The vacancy rate at the end of May was 15.15 percent on average for the area. This compares to its peak of 24 to 25 percent in early 2010. The sub-sectors with the lowest vacancy rates were Meadowood at 10.05 percent and downtown Reno at 11.51 percent. The Central/Airport locale had the highest rate at 20.3 percent.
“There has been a lot of demand for newer Class A product, especially in key business areas,” Brunetti said.
Office leasing is such today that one to three tenants may compete for one space, a phenomenon that didn’t occur two years ago. Current lease rates on a full-service gross basis are $1.82 for Class A, $1.60 for class B and $1.38 for Class C space. In the hotspot of downtown Reno, rates for Class A space are, at a minimum, $2 per square foot.
A notable lease during the second quarter consisted of a 29,776-square-foot space in the Central/Airport submarket, according to VOIT Real Estate Services’ “Second Quarter 2015 Reno Office” report.
Northern Nevada’s office market today reflects more diversity among lessees than in its heyday of 2004-2005, Brunetti said. Whereas in the past, most absorption was due to companies related to residential home building, now professional services and technology firms dominate.
While landlords today typically aren’t giving away months of free rent like they did in years past, they are offering creative deals to attract and maintain tenants, particularly those from out of the area. They may offer an upfront concession, such as some tenant improvements, and then extra space for free, based on the tenant’s growth projections. For example, if a tenant only needs 8,000 square feet, the landlord may offer an extra 2,000 square feet for free until year two of the lease, at which time the tenant should need all 10,000 square feet.
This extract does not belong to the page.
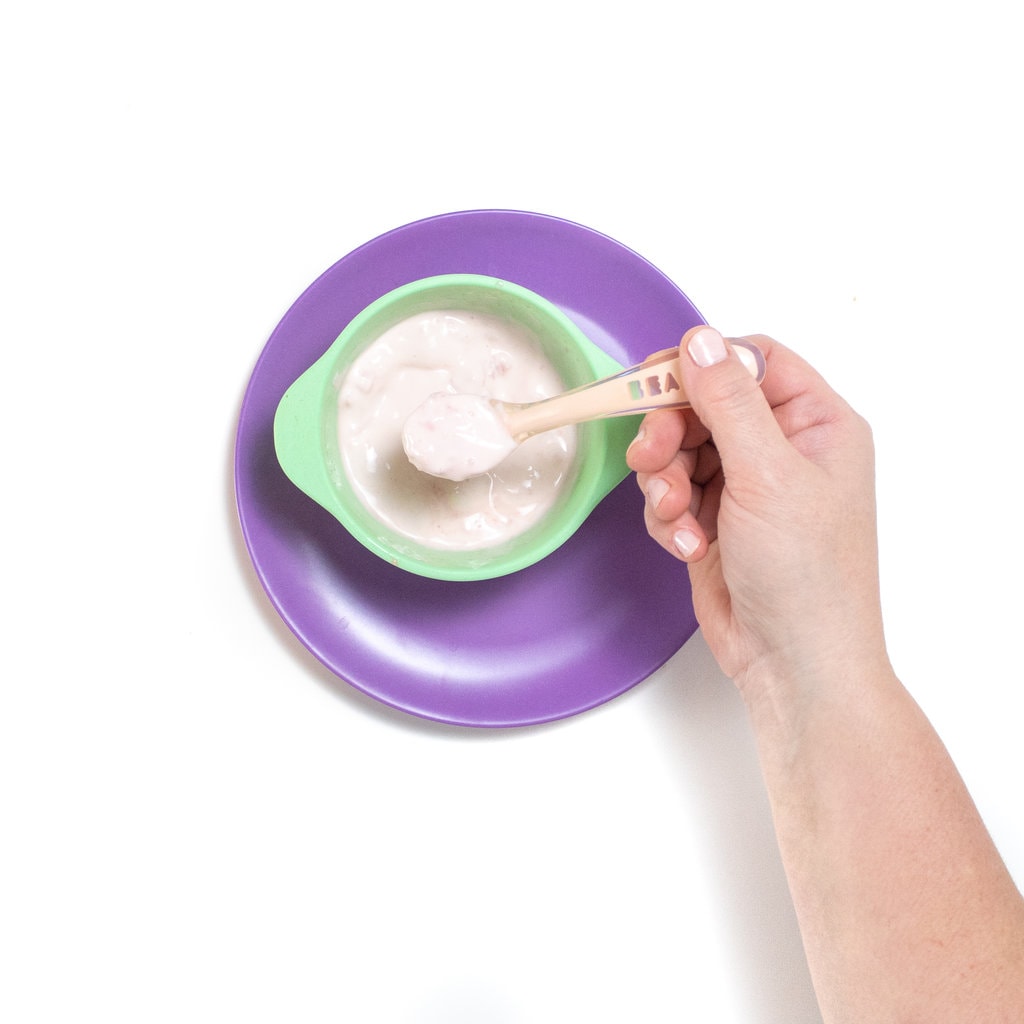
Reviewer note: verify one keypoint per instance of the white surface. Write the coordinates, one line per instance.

“It’s becoming more of a landlord’s market because of what the vacancy rates have done over the last two years,” Brunetti said. “They have a little more bargaining power or leverage now.”
A trend has emerged of open workspaces versus private offices, with lounge areas and commercial kitchens, to foster collaboration among employees, Brunetti said.
A net 50,000 square feet of space were absorbed in the first half of 2015. Renown Health purchased a 60,000-square-foot building near its South Meadows Medical Center to occupy and leased a 16,000-square-foot space downtown. Another owner-user acquisition that took place was the 63,000 square feet of Class A space in the Reno Tahoe Tech Center.
A minimal amount of new office space construction is occurring because, with current lease rates along with construction and land costs, it isn’t economically feasible for developers to build, Brunetti said. On a positive note, financing for commercial real estate development is easing, and more loans with favorable financial terms are available.
Some new, Class A buildings are going up in the Meadowood corridor. Additionally, according to VOIT’s report, more than 550,000 square feet of office development has been proposed.
Based on the number of prospective tenants looking at space, expansions happening among resident companies and the economy in general, the remainder of 2015 and the start of 2016 should be healthy, Brunetti said, barring any national crisis.